WInte.r - A Web Data Integration Framework

Oliver Lehmberg, Christian Bizer and Alexander Brinkmann

Poster

clock_event October 23, 2017, Poster and Demo Reception, 18:30-21:20
house Festsaal 1
download Download paper (preprint)

Abstract

The Web provides a plethora of structured data, such as semantic annotations in web pages, data from HTML tables, datasets from open data portals, or linked data from the Linked Open Data Cloud. For many use cases, it is necessary to integrate such web data with existing local datasets. This integration entails schema matching, identity resolution, as well as data fusion. As an alternative to using a combination of partial or ad hoc solutions, this poster presents the Web Data Integration Framework (WInte.r), which supports end-to-end data integration by providing algorithms and building blocks for data pre-processing, schema matching, and identity resolution, as well as data fusion.

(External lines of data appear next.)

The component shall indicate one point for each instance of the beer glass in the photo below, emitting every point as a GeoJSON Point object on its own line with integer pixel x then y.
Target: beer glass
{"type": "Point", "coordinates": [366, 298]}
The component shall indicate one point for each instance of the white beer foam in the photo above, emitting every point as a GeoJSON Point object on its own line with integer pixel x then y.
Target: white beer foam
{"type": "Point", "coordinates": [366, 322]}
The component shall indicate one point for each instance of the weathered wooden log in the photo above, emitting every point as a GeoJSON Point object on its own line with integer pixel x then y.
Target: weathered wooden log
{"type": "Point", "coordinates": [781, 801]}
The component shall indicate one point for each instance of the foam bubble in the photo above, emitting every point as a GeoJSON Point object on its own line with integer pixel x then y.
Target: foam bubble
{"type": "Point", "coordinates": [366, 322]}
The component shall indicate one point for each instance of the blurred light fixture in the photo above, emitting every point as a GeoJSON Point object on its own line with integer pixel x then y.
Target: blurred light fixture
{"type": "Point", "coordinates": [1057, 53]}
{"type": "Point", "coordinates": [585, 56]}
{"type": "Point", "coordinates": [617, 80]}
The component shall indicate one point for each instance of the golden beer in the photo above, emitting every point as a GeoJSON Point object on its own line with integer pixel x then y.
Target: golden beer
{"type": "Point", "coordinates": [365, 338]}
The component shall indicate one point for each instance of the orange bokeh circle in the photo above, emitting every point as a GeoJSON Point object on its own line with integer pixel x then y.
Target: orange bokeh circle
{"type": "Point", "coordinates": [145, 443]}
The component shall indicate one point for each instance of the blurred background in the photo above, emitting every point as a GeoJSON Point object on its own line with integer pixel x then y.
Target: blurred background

While being fully usable out-of-the box, the framework is highly customisable and allows for the composition of sophisticated integration architectures such as T2K Match, which is used to match millions of web tables against DBpedia. A second use case for which WInte.r was employed is the task of stitching (combining) web tables from the same web site into larger tables as a preprocessing step before matching. The WInte.r framework is written in Java and is available as open source under the Apache 2.0 license.